Viewers who choose to stick around in the hopes of seeing these insufferable characters suffer a grisly demise will be let down, as we are denied even that simple pleasure. When it comes to delivering the gore Spiderhole fails to make an effort, relying on a couple of briefly glimpsed (and cheap looking) effects while placing most of the nastier moments off-camera. With only four potential victims on the menu this was never going to be about quantity, but the quality is sadly lacking. Despite its slasher premise the movie wants to be more of a torture porn flick, and while the Saw and Hostel films are an obvious source of inspiration for both Spiderhole's aesthetic and its structure, it neglects to include the one element that made those franchises so popular. It could be argued that the Director was shooting for Texas Chainsaw Massacre style ambiance over splatter, but Spiderhole never comes close to creating the unsettling atmosphere that made Hooper's debut such a classic.
The third act reveal of the killer is also underwhelming. Clad in an unflattering hospital issue disposable coveralls and face mask, there's nothing innovative about his appearance, and his vague backstory and apparent motivation - revealed in the most ham-fisted manner imaginable when a character stumbles into a room with old newspaper articles conveniently pinned to a wall - brings no last minute twist of originality.

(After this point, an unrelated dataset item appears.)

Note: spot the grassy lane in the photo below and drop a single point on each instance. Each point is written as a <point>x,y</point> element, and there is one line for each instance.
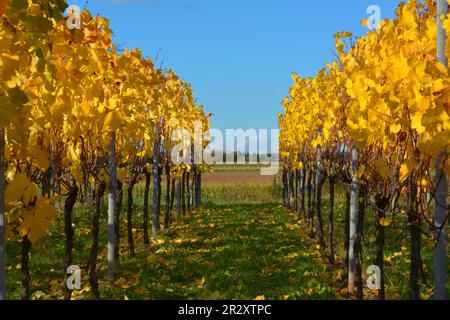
<point>236,252</point>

Spiderhole makes no attempt to give us anything unique, and that's hardly a hanging offence, but while the movie is delivered in the most formulaic manner possible it also fails to incorporate most of the key ingredients that a run-on-the-mill body-count movie requires. On a technical level it's at least competent enough to endure, even during the slowest moments. Immersive production design and slick photography betray its low budget origins, and at a modest 78 minutes it does at least have the decency to shuffle off before boring us to death, but it's so content to wallow in its own mundanity that it never feels for one moment like we might see something that we haven't already seen a thousand times before.
Think Hostel, minus the humour, smut, colourful outdoor locations, and over-the-top gore effects, and you'll have some idea of what to expect from Spiderhole.